Remedies - Move On, Nothing to See Here
Last time in our "Countdown to Law-nch" series we were looking at how the draft Public Contracts Regulations 2015 (the "Regulations") might affect the construction industry in particular. This week we have been considering Remedies for procurement breaches, where it seems that the status quo is set to be maintained.
Clearly the Brussels’ legislators felt they had done enough to shake up the landscape of procurement remedies when they passed the EU Remedies Directive in 2007 because the new Directives adopted by the EU last year and due to be implemented by the Public Contracts Regulations 2015 change nothing. The only difference is that the draft Regulations now find a proper place for Remedies and Regulation 47A-P is all now to be found in Part 3 beginning at Regulation 85 and running to Regulation 104.
This is not surprising but is perhaps an opportunity missed to grapple with some of the issues that have arisen (certainly in this jurisdiction) about the automatic suspension (see my blog post on this here) and the apparent toothlessness of the ineffectiveness remedy.
So is it a case of “move on nothing to see here” or is there anything for procurement litigators to get excited about in the new Regulations?

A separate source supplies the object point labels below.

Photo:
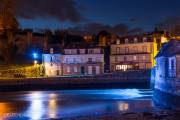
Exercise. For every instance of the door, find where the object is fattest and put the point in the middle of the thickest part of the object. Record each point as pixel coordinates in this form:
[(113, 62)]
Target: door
[(97, 70), (90, 70)]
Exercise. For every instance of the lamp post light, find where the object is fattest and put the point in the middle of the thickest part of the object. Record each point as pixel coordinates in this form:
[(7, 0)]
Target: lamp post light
[(35, 57), (35, 65)]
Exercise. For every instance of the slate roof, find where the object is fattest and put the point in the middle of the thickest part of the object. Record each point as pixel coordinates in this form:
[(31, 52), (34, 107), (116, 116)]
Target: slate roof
[(169, 49)]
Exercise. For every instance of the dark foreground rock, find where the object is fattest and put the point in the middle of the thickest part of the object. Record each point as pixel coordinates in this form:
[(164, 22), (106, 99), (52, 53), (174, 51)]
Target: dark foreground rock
[(158, 115)]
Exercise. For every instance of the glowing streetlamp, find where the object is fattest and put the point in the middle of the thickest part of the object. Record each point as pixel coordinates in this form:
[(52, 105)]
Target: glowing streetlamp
[(35, 57)]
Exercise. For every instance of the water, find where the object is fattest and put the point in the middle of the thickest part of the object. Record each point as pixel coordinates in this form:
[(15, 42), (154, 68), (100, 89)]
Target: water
[(39, 105)]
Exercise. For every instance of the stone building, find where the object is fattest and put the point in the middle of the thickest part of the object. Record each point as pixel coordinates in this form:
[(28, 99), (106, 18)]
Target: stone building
[(74, 62), (133, 53), (167, 75)]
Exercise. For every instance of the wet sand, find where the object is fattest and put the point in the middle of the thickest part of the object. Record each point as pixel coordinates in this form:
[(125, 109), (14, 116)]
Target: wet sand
[(150, 115)]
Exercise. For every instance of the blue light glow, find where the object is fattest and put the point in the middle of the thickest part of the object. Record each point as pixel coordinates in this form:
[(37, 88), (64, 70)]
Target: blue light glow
[(35, 55)]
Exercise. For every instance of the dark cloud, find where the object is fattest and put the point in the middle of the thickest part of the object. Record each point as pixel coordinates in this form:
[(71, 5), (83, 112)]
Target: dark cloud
[(62, 10), (95, 28)]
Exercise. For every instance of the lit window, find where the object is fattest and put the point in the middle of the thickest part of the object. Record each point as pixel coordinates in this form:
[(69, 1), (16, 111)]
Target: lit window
[(118, 42), (135, 40), (51, 50), (68, 69), (144, 57), (144, 39), (90, 60), (91, 51), (135, 49), (116, 59), (144, 49), (51, 59), (125, 58), (75, 68), (126, 49), (126, 40), (117, 50), (134, 57), (74, 60)]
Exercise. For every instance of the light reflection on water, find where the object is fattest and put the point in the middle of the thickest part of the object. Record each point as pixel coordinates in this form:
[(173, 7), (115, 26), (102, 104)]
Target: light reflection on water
[(36, 105)]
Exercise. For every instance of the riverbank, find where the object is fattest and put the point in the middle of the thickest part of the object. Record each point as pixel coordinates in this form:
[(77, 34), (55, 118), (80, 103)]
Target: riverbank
[(66, 83), (150, 115)]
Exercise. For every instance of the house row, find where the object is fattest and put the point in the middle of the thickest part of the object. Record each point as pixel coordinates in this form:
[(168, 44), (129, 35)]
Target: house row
[(127, 53), (74, 61), (167, 75)]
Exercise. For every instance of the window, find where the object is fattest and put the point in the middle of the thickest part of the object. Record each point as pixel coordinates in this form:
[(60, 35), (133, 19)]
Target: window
[(91, 51), (51, 59), (126, 40), (116, 59), (144, 39), (90, 60), (134, 57), (67, 60), (75, 69), (144, 49), (51, 50), (135, 49), (78, 51), (126, 49), (122, 67), (135, 40), (74, 60), (117, 50), (118, 42), (144, 57), (172, 64), (125, 58), (68, 69)]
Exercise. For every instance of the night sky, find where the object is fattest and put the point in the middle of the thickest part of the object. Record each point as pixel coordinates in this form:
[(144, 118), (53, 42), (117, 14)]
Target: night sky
[(134, 13)]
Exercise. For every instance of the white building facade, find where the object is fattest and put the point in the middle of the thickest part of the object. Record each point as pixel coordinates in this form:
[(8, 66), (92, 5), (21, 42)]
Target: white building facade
[(74, 62), (136, 53)]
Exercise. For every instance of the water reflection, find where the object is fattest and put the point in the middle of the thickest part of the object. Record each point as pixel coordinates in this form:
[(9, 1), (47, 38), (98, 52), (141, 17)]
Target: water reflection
[(52, 108), (60, 104), (122, 106), (36, 107)]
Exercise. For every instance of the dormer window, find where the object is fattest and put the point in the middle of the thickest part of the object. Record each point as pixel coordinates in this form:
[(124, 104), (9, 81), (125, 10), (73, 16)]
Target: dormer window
[(135, 40), (126, 40), (144, 39)]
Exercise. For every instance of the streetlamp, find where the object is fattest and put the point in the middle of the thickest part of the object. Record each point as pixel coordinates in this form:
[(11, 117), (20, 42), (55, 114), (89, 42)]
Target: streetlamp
[(35, 57), (35, 65)]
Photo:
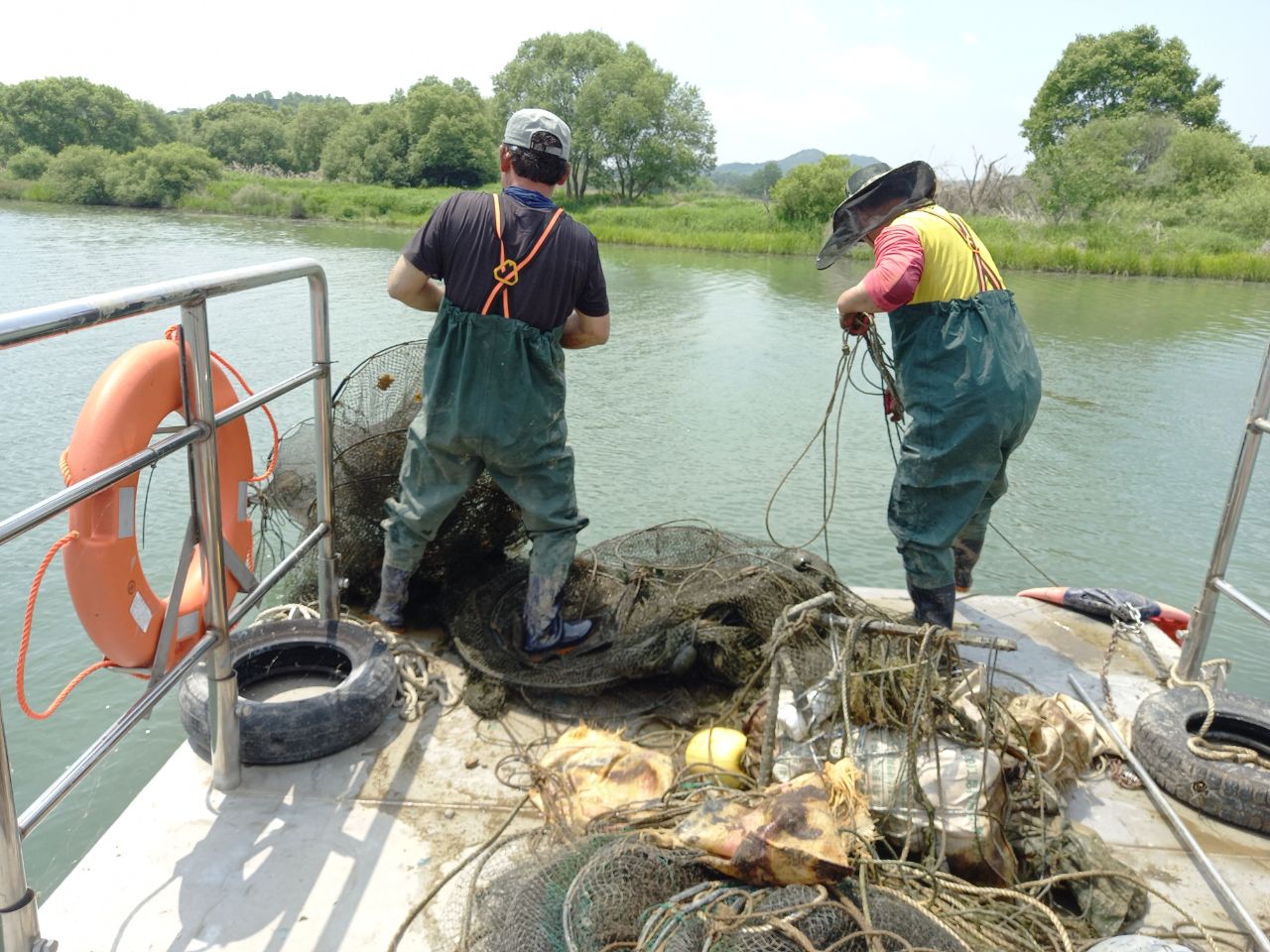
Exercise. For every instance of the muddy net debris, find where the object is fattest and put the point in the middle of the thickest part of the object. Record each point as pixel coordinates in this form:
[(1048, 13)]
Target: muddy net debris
[(888, 798), (671, 603)]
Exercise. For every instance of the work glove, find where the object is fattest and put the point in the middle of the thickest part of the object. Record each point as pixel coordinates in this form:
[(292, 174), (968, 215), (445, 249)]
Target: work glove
[(856, 324)]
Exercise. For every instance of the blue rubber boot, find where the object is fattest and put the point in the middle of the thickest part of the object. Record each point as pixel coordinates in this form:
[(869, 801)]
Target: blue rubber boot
[(965, 556), (390, 610), (934, 606), (547, 634)]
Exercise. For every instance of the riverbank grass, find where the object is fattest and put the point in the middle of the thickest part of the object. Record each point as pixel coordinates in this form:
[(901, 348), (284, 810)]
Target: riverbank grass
[(1132, 245)]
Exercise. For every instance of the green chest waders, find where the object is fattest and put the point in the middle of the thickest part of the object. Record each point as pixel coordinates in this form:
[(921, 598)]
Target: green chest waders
[(969, 380), (493, 399)]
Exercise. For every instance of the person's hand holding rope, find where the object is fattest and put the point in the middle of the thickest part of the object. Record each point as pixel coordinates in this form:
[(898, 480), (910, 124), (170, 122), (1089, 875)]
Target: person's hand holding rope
[(855, 322)]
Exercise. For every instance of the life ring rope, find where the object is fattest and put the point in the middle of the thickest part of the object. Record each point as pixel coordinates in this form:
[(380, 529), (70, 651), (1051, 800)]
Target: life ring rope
[(26, 642), (64, 465), (172, 334)]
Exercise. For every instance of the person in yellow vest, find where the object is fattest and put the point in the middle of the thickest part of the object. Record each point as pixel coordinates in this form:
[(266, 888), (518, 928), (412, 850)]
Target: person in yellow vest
[(965, 371), (522, 280)]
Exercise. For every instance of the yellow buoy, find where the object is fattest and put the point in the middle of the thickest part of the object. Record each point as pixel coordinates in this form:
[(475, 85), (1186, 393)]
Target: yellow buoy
[(716, 749)]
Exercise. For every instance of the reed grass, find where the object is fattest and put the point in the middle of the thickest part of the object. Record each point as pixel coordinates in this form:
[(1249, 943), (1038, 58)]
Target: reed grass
[(1133, 244)]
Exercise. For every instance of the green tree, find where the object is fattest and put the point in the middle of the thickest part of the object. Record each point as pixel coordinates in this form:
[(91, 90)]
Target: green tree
[(811, 191), (308, 132), (451, 132), (648, 130), (1119, 73), (548, 72), (758, 184), (64, 111), (246, 134), (80, 176), (31, 163), (371, 148), (158, 176), (1098, 162)]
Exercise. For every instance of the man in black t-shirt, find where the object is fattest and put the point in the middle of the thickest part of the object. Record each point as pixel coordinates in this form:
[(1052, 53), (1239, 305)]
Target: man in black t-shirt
[(521, 282)]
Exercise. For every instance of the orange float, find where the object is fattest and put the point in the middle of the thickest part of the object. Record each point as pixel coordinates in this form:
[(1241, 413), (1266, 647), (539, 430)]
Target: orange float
[(1101, 603), (114, 602)]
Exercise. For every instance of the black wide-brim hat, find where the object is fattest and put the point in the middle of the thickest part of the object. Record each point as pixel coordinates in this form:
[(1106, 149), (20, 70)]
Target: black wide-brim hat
[(869, 203)]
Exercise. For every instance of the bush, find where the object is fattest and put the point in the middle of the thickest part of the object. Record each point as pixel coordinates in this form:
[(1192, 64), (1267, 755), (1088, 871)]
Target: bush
[(258, 199), (1205, 162), (159, 176), (810, 193), (79, 176), (31, 163)]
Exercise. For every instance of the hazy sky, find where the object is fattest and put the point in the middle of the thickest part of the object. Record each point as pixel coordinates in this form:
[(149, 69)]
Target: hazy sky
[(901, 80)]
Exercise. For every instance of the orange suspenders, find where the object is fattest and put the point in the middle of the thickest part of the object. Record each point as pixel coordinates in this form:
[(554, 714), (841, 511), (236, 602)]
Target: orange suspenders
[(508, 272), (987, 276)]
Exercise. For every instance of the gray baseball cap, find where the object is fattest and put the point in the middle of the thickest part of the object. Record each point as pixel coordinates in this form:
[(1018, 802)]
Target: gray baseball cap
[(526, 122)]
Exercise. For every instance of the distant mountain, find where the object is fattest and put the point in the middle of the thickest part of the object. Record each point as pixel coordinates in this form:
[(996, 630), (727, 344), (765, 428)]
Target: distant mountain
[(730, 172)]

There are a few points that it will be worth keeping an eye on although it may take a while before we start to see them take shape. For example, Teckal type situations have been a popular source of litigation across the EU so it will be interesting to see how the codification of Teckal principles work and whether they bring greater clarity. That other famous bugbear of procurement lawyers-Pressetext-has also been codified and it will be interesting again to see if that minimises disputes in this area. Perhaps it will launch a new raft of cases. I have already heard it suggested that Regulation 73 requiring termination provisions to be included might give grounds for a claim if contracting authorities fail to terminate a contract where a substantial modification has taken place.
Teckal and Pressetext are familiar but the Regulations also give rise to a whole raft of potential new areas of dispute. Regulation 57 relating to exclusion looks particularly fraught with issues. What does demonstration by “any appropriate means” mean? What does establishment by a judicial or administrative decision “of final and binding effect” mean? What are “sufficiently plausible indications” Of course, some of this wording may not survive the consultation process but it seems likely that it will given the preference not to ‘gold plate’. In any event there is also the minefield of the “Self cleaning mechanisms and whether a bidder has done enough to prevent exclusion.
So, whilst there is nothing particularly to see in the Remedies themselves potential sources for challenge, old and new, still abound in the new Regulations.